“I’ll take [caressing death] over pushing paper any day.”
A few summers back I worked on a veterinarian’s farm. There, I helped the vet euthanize a 13-year-old goat. The animal, a family pet, had become long-forgotten by the children who once loved the novelty of its domestication. Arthritis disabled the goat’s joints, and without them it had to use its knees to drag itself along. They were bloodied and worn to the bone.
The veterinarian pushed the plunger and thus forced poison from the syringe into the animal’s veins. It immediately became heavy with death and the vet began to cry. He had recently lost his mother and this situation was bringing him back to that mental place, stained by loss. Rain soon started to come down hard, the vet excused himself and I was left alone to shovel the goat’s grave.

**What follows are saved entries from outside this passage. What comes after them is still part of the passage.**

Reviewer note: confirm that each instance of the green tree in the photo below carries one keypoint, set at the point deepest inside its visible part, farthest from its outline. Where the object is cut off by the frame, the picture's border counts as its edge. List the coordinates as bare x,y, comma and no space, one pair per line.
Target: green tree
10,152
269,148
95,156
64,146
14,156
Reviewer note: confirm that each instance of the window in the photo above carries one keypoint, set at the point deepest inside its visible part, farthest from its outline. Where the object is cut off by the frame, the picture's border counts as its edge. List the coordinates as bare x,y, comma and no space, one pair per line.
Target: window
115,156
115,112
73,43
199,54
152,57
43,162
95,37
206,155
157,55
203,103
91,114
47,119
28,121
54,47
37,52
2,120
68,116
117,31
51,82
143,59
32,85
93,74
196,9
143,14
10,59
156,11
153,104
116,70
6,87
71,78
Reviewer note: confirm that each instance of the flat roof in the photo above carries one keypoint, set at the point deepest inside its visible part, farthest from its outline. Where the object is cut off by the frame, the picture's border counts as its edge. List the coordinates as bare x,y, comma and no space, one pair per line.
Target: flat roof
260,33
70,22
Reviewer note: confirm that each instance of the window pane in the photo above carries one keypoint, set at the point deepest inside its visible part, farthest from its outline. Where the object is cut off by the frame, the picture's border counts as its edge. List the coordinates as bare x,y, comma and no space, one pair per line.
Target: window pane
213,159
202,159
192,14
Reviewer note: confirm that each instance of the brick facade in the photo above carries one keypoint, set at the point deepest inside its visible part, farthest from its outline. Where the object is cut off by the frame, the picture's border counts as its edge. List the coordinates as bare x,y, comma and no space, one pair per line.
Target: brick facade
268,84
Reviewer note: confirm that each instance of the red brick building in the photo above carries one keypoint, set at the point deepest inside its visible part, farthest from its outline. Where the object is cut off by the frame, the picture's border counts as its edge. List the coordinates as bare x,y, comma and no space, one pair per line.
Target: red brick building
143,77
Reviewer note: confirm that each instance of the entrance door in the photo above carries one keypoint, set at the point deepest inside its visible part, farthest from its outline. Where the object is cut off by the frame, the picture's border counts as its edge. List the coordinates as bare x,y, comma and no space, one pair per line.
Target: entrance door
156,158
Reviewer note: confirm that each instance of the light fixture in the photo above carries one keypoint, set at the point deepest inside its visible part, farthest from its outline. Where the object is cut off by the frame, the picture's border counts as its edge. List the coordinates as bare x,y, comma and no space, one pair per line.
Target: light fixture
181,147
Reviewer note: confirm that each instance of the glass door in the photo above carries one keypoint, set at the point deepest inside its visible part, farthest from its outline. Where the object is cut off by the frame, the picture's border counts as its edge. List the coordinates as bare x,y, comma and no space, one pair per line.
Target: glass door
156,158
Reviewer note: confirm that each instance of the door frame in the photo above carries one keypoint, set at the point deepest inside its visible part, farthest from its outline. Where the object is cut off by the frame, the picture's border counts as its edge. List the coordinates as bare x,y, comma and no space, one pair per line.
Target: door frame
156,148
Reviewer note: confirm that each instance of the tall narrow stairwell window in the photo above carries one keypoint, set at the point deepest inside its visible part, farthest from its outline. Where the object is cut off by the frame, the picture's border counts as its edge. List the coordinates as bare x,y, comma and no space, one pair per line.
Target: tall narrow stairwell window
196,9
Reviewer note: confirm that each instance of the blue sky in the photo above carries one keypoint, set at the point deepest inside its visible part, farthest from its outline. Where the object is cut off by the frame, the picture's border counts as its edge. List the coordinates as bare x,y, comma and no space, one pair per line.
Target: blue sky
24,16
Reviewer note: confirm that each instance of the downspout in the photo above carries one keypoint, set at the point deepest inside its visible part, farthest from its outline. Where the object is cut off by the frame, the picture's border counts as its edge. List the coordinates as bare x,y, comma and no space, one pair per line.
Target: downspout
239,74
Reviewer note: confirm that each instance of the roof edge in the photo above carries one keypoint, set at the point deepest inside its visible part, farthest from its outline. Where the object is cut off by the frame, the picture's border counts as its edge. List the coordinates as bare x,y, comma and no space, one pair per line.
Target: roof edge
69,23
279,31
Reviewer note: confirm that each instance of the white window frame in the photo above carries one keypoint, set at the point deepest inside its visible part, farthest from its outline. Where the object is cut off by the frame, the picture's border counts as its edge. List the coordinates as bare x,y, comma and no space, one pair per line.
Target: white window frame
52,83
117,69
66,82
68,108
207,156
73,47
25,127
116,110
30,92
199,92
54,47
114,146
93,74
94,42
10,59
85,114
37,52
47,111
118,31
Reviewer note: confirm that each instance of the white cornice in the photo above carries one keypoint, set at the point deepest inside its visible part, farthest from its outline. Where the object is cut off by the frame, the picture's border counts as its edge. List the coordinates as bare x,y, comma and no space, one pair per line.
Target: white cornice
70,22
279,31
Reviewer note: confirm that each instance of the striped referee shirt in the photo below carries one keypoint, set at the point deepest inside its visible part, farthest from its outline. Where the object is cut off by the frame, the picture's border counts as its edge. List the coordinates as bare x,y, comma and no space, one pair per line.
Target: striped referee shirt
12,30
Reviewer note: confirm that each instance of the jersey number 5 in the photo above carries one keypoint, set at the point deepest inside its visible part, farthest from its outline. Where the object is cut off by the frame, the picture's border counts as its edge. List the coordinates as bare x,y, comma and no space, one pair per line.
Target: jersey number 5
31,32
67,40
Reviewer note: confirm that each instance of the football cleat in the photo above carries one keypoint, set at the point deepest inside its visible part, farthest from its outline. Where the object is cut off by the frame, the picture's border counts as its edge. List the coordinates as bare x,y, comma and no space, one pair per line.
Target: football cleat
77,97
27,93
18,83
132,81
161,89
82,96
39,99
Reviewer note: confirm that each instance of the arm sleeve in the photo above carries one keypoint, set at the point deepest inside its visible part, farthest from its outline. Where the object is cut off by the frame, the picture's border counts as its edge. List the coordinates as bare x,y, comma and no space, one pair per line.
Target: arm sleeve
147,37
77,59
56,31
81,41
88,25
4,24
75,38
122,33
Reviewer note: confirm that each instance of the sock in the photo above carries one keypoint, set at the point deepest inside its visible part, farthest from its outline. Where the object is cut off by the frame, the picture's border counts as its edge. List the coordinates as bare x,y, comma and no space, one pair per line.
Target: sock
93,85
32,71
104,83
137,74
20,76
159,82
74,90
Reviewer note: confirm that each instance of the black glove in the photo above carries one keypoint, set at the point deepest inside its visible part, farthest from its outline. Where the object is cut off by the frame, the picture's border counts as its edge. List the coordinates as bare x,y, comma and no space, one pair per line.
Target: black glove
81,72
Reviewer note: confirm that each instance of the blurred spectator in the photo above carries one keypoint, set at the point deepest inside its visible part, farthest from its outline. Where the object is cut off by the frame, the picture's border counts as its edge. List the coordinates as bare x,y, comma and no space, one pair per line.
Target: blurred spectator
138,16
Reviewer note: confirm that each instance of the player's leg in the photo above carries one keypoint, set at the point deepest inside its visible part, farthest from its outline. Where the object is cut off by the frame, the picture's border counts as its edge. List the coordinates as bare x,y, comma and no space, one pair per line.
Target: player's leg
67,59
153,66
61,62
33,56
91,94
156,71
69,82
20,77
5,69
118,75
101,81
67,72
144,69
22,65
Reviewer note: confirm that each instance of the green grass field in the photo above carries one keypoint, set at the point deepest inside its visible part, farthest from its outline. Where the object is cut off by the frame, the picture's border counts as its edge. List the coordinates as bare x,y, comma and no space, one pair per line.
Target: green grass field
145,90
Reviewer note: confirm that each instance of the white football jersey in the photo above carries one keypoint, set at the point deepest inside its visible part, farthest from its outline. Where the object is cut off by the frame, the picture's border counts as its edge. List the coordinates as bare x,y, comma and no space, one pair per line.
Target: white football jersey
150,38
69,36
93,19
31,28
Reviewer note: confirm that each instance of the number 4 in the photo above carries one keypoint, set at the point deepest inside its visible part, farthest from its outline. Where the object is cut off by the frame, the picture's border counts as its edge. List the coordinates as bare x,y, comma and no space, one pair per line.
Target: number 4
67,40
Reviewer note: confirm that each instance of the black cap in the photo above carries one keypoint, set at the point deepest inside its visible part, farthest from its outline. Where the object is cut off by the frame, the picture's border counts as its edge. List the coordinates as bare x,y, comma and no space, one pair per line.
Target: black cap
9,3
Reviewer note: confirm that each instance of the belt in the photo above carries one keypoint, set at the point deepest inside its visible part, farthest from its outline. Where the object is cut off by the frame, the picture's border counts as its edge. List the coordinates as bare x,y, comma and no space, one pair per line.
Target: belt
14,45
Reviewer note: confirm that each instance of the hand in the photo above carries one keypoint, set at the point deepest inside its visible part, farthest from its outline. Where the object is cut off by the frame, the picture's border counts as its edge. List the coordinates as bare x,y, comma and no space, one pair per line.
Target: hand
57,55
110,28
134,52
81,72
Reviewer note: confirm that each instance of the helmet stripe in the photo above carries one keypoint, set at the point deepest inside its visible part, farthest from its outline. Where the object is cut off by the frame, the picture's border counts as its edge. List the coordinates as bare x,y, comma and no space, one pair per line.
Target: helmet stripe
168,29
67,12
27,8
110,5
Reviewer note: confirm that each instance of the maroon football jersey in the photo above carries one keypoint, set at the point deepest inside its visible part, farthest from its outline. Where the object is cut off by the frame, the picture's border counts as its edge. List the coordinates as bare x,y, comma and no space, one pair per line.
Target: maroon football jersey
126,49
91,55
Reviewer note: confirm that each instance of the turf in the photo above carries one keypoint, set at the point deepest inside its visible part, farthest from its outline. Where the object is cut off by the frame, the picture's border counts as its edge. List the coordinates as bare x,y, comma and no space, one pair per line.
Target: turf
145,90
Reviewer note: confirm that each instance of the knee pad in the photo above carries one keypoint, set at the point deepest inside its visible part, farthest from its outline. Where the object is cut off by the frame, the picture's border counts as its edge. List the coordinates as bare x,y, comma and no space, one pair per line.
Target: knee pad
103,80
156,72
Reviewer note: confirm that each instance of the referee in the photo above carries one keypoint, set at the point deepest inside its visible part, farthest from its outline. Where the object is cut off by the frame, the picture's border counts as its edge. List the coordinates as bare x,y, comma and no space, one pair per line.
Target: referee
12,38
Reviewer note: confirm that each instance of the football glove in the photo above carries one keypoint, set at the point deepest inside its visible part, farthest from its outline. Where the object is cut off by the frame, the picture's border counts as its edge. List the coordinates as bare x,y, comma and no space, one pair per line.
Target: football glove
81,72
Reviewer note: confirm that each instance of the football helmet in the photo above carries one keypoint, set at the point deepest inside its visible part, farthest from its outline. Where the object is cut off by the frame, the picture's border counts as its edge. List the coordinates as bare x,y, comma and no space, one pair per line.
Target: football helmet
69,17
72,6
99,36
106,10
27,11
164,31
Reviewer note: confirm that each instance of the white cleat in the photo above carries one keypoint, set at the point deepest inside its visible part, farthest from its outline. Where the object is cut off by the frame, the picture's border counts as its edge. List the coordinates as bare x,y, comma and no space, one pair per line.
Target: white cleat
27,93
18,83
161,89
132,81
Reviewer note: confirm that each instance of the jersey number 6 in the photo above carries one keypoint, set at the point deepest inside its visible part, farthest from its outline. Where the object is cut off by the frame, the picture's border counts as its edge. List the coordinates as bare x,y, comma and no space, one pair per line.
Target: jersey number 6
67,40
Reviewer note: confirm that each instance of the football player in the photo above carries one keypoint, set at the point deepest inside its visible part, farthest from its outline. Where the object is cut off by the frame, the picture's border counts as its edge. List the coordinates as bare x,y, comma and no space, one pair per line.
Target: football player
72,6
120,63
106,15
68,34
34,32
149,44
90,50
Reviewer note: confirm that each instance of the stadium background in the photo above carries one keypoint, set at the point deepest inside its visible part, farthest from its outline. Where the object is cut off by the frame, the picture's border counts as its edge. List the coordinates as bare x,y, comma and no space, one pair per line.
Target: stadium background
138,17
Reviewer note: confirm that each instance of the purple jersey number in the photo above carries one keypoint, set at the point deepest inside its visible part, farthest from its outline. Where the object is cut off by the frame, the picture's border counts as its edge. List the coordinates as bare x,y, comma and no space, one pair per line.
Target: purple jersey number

When I took a break for lunch, I found a copy of Verdi’s Requium near to the stove and found myself inspired to bring a portable stereo outside with me upon my return. I listened to the piece repeatedly until the goat was finally embedded into the soaking earth.
Against my own life, the juxtaposition of the death-saturation of that particular day made me inflective and excited. I think back on it and smile.
Sometimes I’ll see someone I haven’t seen for a long time and they ask me what’s going on. The conversation willl enevitably turn to Dad. They’ll do the whole, “Oh my - I’m so very sorry to hear that” thing. I understand where they’re coming from, but they don’t have to be sorry. They’re working at some office, or investing some other person’s cash, or whatever it is they do and I have an opportunity to spend some time getting a bit of death under my fingernails. Sure it’s emotionally straining, but I’ll take it over pushing paper any day.